In this work, we introduce HyDA, a novel hypernetwork framework that leverages domain-specific characteristics rather than suppressing them, enabling dynamic adaptation at inference time. Specifically, HyDA learns implicit domain representations and uses them to adjust model parameters on-the-fly, allowing effective interpolation to unseen domains. We validate HyDA on two clinically relevant applications—MRI-based brain age prediction and chest X-ray pathology classification—demonstrating its ability to generalize across tasks and imaging modalities. Our code is available at: https://github.com/doronser/hyda

Links to Paper and Supplementary Materials

Main Paper (Open Access Version): https://papers.miccai.org/miccai-2025/paper/0392_paper.pdf

SharedIt Link: Not yet available

SpringerLink (DOI): Not yet available

Supplementary Material: Not Submitted

Link to the Code Repository

https://github.com/doronser/hyda

Link to the Dataset(s)

Brain MRI datasets: list too long to fit here. see table A4 in this manuscript for full reference of datasets and citations https://arxiv.org/pdf/2403.13319 NIH: https://nihcc.app.box.com/v/ChestXray-NIHCC VinDr: https://vindr.ai/datasets/cxr Chexpert: https://stanfordmlgroup.github.io/competitions/chexpert/

BibTex

@InProceedings{SerDor_HyDA_MICCAI2025,
        author = { Serebro, Doron and Riklin-Raviv, Tammy},
        title = { { HyDA: Hypernetworks for Test Time Domain Adaptation in Medical Imaging Analysis } },
        booktitle = {proceedings of Medical Image Computing and Computer Assisted Intervention -- MICCAI 2025},
        year = {2025},
        publisher = {Springer Nature Switzerland},
        volume = {LNCS 15964},
        month = {September},
        page = {250 -- 260}
}


Reviews

Review #1

  • Please describe the contribution of the paper

    Uses a hypernetwork paradigm to generate novel network weights for novel domains. I.E. a secondary network dynamically generate weights and biases for primary networks. A domain encoder encodes an image into a domain representation (trained by learning to predict the domain of the input image), which is then fed through a mapping function to translate the embedding to a set of parameters for the primary network (DenseNet121).

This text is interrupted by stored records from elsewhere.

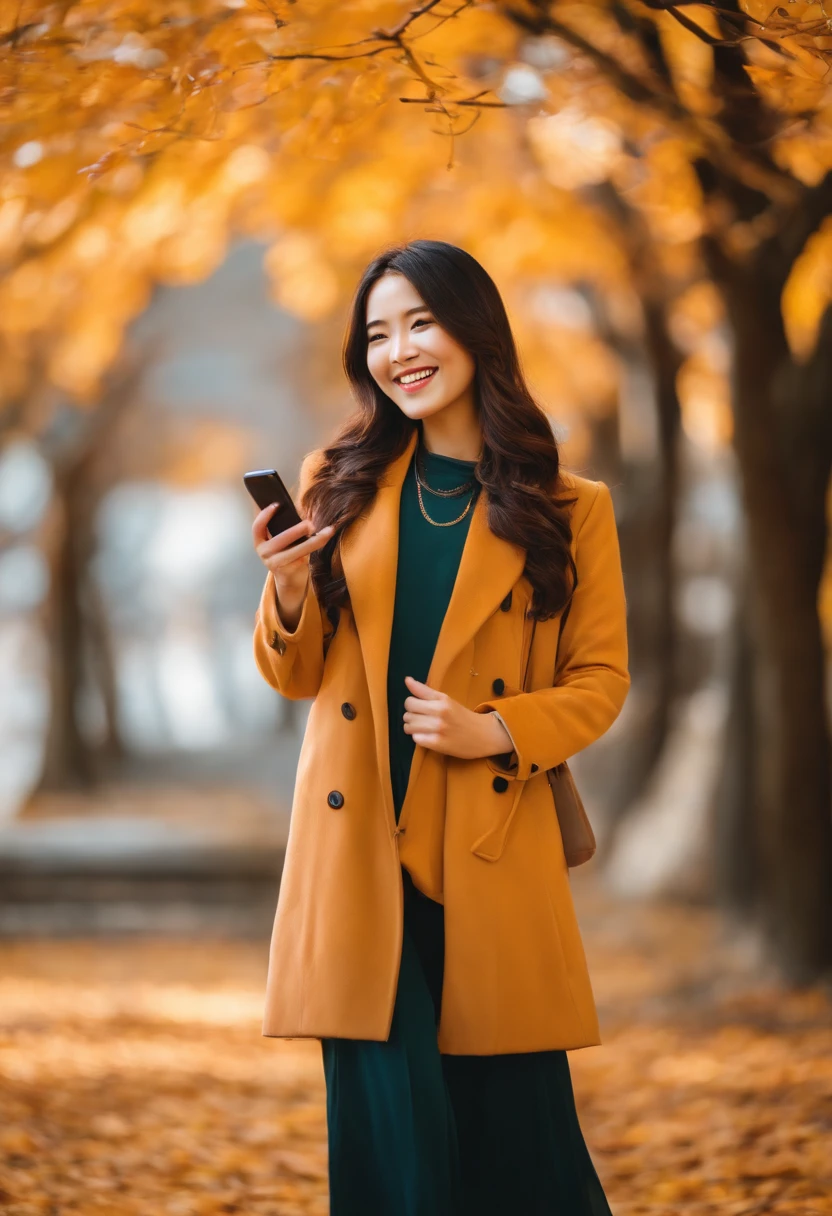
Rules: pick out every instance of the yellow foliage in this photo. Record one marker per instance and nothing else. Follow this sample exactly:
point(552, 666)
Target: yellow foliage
point(809, 292)
point(134, 147)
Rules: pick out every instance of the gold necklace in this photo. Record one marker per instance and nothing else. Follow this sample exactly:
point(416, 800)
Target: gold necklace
point(443, 494)
point(436, 522)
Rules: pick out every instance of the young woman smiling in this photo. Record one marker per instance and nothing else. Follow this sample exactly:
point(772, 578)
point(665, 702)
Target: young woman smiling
point(425, 929)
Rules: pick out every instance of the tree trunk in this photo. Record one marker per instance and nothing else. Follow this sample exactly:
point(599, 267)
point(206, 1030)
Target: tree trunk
point(783, 444)
point(67, 761)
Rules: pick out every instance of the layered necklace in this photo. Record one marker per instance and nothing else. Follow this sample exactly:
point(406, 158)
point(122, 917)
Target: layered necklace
point(421, 484)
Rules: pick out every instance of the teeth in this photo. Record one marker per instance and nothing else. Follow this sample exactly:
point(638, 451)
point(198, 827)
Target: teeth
point(411, 377)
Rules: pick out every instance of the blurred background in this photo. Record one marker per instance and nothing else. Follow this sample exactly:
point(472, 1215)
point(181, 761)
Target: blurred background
point(187, 197)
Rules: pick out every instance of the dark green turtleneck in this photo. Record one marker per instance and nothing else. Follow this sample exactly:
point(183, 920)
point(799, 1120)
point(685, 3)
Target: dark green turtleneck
point(428, 561)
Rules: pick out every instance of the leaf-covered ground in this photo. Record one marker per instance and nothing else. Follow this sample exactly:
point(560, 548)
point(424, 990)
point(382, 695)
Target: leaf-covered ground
point(134, 1080)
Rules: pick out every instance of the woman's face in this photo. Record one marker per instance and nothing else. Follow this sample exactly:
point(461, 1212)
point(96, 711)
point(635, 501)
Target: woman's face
point(410, 356)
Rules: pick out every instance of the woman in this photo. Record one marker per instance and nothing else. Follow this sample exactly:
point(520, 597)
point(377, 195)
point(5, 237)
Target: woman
point(425, 930)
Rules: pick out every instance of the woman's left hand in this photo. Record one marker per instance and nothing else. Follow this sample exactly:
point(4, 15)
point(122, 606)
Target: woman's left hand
point(440, 724)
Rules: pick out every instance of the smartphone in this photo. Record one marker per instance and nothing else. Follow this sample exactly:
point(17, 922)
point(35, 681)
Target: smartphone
point(265, 485)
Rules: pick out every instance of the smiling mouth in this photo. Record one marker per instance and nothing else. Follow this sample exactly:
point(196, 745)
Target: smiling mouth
point(414, 380)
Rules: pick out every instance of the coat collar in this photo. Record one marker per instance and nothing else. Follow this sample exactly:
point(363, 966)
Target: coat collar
point(489, 568)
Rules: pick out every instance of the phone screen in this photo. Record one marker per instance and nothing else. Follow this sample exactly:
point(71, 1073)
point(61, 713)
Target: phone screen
point(266, 487)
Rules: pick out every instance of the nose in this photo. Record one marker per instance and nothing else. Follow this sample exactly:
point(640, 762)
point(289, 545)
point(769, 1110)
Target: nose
point(402, 347)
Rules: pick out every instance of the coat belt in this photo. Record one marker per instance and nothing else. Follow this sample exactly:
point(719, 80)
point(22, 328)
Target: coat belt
point(490, 845)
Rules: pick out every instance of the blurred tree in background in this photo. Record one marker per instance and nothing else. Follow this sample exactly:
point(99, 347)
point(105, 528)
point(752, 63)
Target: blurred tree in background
point(650, 185)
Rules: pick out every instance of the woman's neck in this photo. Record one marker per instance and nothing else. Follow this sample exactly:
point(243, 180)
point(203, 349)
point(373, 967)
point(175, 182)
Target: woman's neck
point(460, 442)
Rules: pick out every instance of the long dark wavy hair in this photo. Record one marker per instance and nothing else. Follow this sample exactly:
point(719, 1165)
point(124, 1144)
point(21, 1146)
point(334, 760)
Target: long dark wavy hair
point(520, 462)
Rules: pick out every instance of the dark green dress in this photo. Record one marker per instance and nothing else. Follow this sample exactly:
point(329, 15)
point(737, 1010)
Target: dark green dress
point(412, 1132)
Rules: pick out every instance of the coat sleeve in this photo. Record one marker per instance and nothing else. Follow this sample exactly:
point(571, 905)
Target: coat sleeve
point(291, 660)
point(591, 681)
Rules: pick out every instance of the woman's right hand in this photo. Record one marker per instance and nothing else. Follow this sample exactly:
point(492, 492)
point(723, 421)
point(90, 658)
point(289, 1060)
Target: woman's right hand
point(290, 567)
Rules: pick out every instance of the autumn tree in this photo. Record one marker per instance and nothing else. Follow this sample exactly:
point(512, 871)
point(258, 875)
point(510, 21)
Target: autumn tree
point(329, 131)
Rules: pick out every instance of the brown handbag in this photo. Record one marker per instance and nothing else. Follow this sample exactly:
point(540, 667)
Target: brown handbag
point(575, 828)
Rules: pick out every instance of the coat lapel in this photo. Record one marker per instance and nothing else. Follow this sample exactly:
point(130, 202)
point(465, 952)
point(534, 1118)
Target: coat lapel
point(489, 568)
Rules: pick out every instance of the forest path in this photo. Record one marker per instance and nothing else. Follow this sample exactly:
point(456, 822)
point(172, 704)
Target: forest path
point(134, 1080)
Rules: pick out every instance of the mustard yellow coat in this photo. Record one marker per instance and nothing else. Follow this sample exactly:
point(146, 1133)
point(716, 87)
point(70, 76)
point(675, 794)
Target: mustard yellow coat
point(515, 974)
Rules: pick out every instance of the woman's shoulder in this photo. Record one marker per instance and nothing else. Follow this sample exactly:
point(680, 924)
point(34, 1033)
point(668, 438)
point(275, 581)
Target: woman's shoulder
point(584, 494)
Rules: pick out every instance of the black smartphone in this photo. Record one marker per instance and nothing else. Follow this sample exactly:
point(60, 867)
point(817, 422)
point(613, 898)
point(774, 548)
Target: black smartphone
point(265, 485)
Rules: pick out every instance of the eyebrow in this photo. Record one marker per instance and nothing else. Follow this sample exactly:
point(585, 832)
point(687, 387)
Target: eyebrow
point(420, 308)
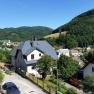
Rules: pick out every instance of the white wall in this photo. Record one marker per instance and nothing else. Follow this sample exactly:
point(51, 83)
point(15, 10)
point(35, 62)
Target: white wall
point(33, 72)
point(88, 70)
point(36, 55)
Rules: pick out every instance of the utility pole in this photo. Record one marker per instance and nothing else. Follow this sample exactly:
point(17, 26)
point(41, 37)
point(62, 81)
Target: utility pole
point(57, 79)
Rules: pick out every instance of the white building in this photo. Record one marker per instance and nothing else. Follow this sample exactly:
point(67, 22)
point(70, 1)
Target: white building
point(65, 52)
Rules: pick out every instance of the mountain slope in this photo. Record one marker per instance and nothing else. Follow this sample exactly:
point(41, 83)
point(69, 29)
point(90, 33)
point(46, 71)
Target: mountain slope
point(24, 33)
point(80, 31)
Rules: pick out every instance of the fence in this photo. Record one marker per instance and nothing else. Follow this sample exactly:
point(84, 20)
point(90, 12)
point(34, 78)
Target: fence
point(43, 84)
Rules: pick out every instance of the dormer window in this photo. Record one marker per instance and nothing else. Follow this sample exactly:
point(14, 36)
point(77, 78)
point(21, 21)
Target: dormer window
point(39, 54)
point(25, 57)
point(32, 56)
point(92, 69)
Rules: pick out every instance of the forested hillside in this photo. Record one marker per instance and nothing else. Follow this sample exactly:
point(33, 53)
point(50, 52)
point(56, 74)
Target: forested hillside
point(24, 33)
point(80, 31)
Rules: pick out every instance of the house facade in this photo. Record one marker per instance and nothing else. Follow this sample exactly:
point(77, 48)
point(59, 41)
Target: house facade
point(65, 52)
point(28, 53)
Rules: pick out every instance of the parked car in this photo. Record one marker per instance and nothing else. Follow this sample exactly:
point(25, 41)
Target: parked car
point(74, 82)
point(11, 88)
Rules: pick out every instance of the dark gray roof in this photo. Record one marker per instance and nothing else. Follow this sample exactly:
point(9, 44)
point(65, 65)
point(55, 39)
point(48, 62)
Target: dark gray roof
point(45, 47)
point(13, 52)
point(30, 62)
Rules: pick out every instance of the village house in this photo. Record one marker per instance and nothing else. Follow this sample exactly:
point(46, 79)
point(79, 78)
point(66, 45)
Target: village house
point(74, 53)
point(65, 52)
point(28, 53)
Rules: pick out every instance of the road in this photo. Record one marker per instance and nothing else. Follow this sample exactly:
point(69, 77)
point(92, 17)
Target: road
point(24, 85)
point(70, 86)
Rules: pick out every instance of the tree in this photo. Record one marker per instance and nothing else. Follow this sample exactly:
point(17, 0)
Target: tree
point(67, 66)
point(45, 63)
point(1, 78)
point(88, 84)
point(89, 57)
point(71, 91)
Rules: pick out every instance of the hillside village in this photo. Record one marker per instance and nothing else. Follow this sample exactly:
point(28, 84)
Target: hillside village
point(58, 63)
point(27, 57)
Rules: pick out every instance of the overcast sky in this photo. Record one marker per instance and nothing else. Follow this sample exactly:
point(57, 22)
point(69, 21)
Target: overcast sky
point(51, 13)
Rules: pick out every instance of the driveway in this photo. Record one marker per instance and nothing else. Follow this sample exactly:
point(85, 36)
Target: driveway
point(24, 85)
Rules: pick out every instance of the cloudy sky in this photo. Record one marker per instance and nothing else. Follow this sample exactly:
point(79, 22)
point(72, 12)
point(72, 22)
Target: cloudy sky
point(51, 13)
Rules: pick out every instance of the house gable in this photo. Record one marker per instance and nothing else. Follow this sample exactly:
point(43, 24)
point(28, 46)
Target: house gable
point(34, 55)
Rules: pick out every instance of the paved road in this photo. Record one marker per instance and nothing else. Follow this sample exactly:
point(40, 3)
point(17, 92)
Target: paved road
point(25, 86)
point(70, 86)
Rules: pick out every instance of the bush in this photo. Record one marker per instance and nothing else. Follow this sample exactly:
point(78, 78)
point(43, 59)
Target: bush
point(1, 76)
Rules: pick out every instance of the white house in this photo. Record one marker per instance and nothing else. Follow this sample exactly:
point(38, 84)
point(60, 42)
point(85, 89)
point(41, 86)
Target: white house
point(74, 53)
point(88, 70)
point(28, 53)
point(65, 52)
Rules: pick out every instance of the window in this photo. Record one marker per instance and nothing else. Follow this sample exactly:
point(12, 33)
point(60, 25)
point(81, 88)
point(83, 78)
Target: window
point(40, 54)
point(25, 57)
point(92, 69)
point(32, 56)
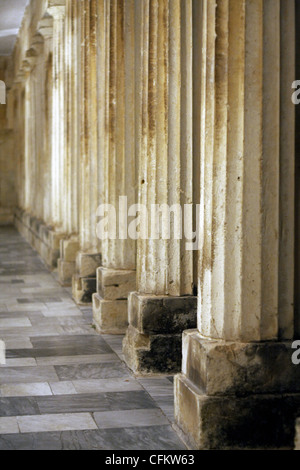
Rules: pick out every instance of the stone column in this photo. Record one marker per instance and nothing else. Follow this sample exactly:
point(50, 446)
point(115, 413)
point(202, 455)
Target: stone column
point(117, 277)
point(70, 245)
point(88, 259)
point(163, 305)
point(239, 387)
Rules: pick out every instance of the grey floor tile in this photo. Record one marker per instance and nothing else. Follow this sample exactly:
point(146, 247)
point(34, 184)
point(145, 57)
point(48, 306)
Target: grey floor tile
point(95, 402)
point(130, 419)
point(25, 389)
point(61, 376)
point(17, 406)
point(57, 422)
point(92, 371)
point(28, 375)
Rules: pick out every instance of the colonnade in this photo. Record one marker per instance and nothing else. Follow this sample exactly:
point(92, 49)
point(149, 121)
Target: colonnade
point(184, 106)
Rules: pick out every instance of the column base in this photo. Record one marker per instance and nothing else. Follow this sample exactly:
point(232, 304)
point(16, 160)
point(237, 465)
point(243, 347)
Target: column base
point(84, 283)
point(153, 341)
point(67, 261)
point(45, 240)
point(83, 289)
point(236, 395)
point(110, 302)
point(66, 272)
point(297, 436)
point(110, 316)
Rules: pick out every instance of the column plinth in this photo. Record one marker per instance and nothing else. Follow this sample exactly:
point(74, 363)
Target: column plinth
point(239, 388)
point(153, 340)
point(110, 301)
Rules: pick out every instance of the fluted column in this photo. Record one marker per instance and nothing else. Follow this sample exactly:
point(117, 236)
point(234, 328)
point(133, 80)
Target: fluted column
point(69, 246)
point(237, 365)
point(58, 118)
point(163, 305)
point(116, 277)
point(88, 258)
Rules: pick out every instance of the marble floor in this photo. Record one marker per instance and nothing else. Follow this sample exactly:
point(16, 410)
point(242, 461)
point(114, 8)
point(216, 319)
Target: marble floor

    Datasets: NIH, CheXpert, VinDr (5 classes which are found in those 3) Model: DenseNet121

    As in most domain adaptation/generalization works the improvement in often quite minor. In some domains there is a significant improvement, but less so in others.

  • Please list the major strengths of the paper: you should highlight a novel formulation, an original way to use data, demonstration of clinical feasibility, a novel application, a particularly strong evaluation, or anything else that is a strong aspect of this work. Please provide details, for instance, if a method is novel, explain what aspect is novel and why this is interesting.

    Methodology is novel and theoretically well supported. Introducing hypernetworks for domain adaptation which was previously utilized for medical image analysis on tabular data (In medical domain) Introduced a multi similarity loss for domain classifier which helps to separate domain features more efficiently.

    Experiments are extensive and mostly well reported, and generally lead to the conclusions made in the paper, minus some missing statistical significance testing.

    • Have conducted a good ablation study demonstrating the effectiveness of different loss terms and different layer configurations for primary network head
  • Please list the major weaknesses of the paper. Please provide details: for instance, if you state that a formulation, way of using data, demonstration of clinical feasibility, or application is not novel, then you must provide specific references to prior work.

    The experiment setup is not clear in some places. For example, they have not described clearly what is leave one out setting. (maybe this is common sense for computer science researchers but I still believe that explaining this at least once is useful – For example, When there are 3 datasets A, B and C, leave one out means, initially training the model on datasets B, C and adapting for A). This problem exists for both Chest X-ray and Brain MRI experiments.

    Even though other loss terms like cross entropy, weight decay are understandable, they could describe how multi similarity loss is calculated w.r.t medical images

    For the Chest X-Ray classification, the proposed method only marginally outperforms the baseline, while not necessarily insignificant some statistical evidence demonstrating that the difference in accuracy between the proposed method and the baseline is statistically significant and not random chance.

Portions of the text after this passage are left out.